THE HERO KING OF SWEDEN

There was born in Stockholm, in 1594, an heir to the Swedish throne, whose influence was destined to be felt throughout the world and to very distant periods of time. The child was named Gustavus Adolphus.

He was educated for the kingdom. At the age of ten he was made to attend the sittings of the Diet and the councils of state. In boyhood he was able to discuss state affairs in Latin, and in youth he was able to speak nearly all European tongues.

He was schooled in the arts of war as well as peace. In early manhood he entered Russia at the head of an army, and compelled the Czar to sue for peace.

After the war the young king gave his whole heart to the development of the industries and institutions of his kingdom. He founded schools, assisted churches, and everywhere multiplied influences for good. Never did a monarch devote himself more earnestly to the improvement of his people, or accomplish more in a short time. His influence for good has ever lived in Sweden, and is felt strongly to-day.

He was an ardent Protestant. The Catholic powers of the South and the Protestant powers of the North had become very hostile, and war between them seemed impending. In this crisis the Protestant leaders looked to Gustavus Adolphus as the champion of their cause.

In 1630 Gustavus called a Diet in Stockholm, and reported the danger that was threatening the Protestant states of Germany, and which would involve Sweden unless checked. He announced that he had decided to espouse the cause of the German princes, and to enter the field. He took his little daughter in his arms, and commended her to the Diet as the heir to the crown.

He landed in Germany on Midsummer’s day in 1630. He had an army of fifteen thousand men. It was a small army indeed for so perilous an undertaking. “Cum Deo et victricibus armis is my motto,” he declared, and trusting in this watchword he advanced on his dangerous course.

The Imperialists, as the foes of the Reformed Faith were called, were led by Wallenstein. They were greatly superior in numbers to the Swedes and their allies.

At Lutzen the great battle of Protestantism was fought, Nov. 6, 1632.

“I truly believe that the Lord has given my enemies into my hands,” said Gustavus, just before the battle.

The morning dawned gray and gloomy. A heavy mist hung over the two armies.

The Swedish and German army united in singing Luther’s hymn, —

 
“Ein’ feste Burg ist unser Gott.”
 

Then Gustavus said, —

“Let us sing ‘Christ our Salvation.’”

 
“Be not dismayed, thou little flock,
Although the foe’s fierce battle-shock,
Loud on all sides, assail thee.
Though o’er thy fall they laugh secure,
Their triumph cannot long endure;
Let not thy courage fail thee.
 
 
“Thy cause is God’s, – go at his call,
And to his hand commit thy all;
Fear thou no ill impending:
His Gideon shall arise for thee,
God’s Word and people manfully,
In God’s own time, defending.
 
 
“Our hope is sure in Jesus’ might;
Against themselves the godless fight,
Themselves, not us, distressing;
Shame and contempt their lot shall be;
God is with us, with him are we:
To us belongs his blessing.”
 

Clad in his overcoat without armor, he mounted his horse and rode along the lines.
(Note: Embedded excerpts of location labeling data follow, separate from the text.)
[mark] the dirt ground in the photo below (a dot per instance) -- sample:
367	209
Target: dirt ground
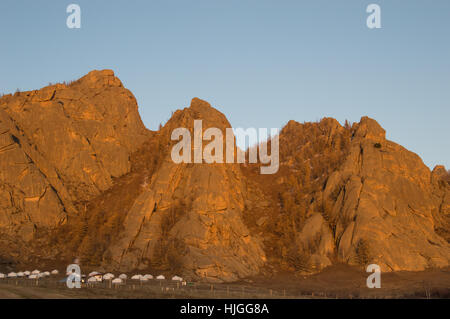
339	281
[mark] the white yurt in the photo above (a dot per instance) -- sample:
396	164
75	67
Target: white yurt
92	280
108	276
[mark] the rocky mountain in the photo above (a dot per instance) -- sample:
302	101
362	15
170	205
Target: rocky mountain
82	176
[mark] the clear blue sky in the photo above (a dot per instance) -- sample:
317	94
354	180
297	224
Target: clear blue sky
260	62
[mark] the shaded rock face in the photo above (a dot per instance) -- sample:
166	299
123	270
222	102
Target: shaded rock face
62	146
80	175
190	215
387	205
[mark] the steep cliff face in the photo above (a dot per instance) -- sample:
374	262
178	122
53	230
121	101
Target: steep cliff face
347	194
62	146
189	217
81	176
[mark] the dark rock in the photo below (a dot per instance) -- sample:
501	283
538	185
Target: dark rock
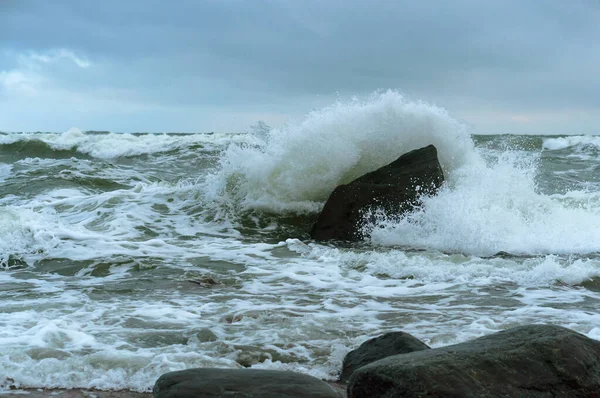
396	188
527	361
240	383
389	344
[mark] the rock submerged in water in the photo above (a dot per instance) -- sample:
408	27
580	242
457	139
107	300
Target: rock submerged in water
247	383
396	188
372	350
527	361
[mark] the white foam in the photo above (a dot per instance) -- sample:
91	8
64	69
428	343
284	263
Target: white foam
298	166
5	171
115	145
485	209
559	143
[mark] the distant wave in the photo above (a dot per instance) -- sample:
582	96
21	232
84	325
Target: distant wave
109	145
559	143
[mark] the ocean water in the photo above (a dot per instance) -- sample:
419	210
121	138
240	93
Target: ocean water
126	256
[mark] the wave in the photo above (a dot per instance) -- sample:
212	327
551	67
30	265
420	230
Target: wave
295	168
110	145
490	202
497	208
558	143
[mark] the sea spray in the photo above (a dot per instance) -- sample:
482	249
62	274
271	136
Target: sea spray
496	207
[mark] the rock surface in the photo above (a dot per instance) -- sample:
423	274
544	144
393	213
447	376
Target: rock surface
527	361
240	383
372	350
395	188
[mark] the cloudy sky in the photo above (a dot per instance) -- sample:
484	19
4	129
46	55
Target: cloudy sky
517	66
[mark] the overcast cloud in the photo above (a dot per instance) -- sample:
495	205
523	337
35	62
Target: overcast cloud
522	66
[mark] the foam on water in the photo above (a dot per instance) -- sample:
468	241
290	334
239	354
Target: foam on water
111	289
297	166
559	143
486	209
110	146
“The enemy is within your reach,” he said to the allies.

“Swedes,” he said to his old army, “if you fight as I expect of you, you shall have your reward; if not, not a bone of your bodies will ever return to Sweden.”

To the Germans he said, —

“If you fail me to-day, your religion, your freedom, and your welfare in this world and in the next are lost.”

He prophesied to the Germans, —

“Trust in God; believe that with his help you may this day gain a victory which shall profit your latest descendants.”

He waved his drawn sword over his head and advanced.

The Swedes and Finns responded with cheers and the clash of arms.

“Jesus, Jesus, let us fight this day for thy name,” he exclaimed.

The whole army was now in motion, the king leading amid the darkness and gloom of the mist.

The battle opened with an immediate success for the Swedes. But in the moment of victory the king was wounded and fell from his horse.

“The king is killed!”

The report was like a death-knell to the Swedes, but only for a moment.

The king’s horse with an empty saddle was seen galloping wildly down the road.

“Lead us again to the attack,” the leaders demanded of George of Saxe-Weimar.

The spirit of the dead king seemed to infuse the little army with more than human valor. The men fought as though they were resolved to give their lives to their cause. The memory of the king’s words in the morning thrilled them. Nothing could stand before such heroism. Pappenheim fell. The Imperialists were routed. The Swedes at night, victorious, possessed the field, but they had lost the bravest of kings, and one of the most unselfish of rulers.

“We left Stockholm for Upsala, the student city. The paddles of the boat brushed along the waters of the Mälar; the old city retreated from view, and landscape after landscape of variegated beauty rose before us.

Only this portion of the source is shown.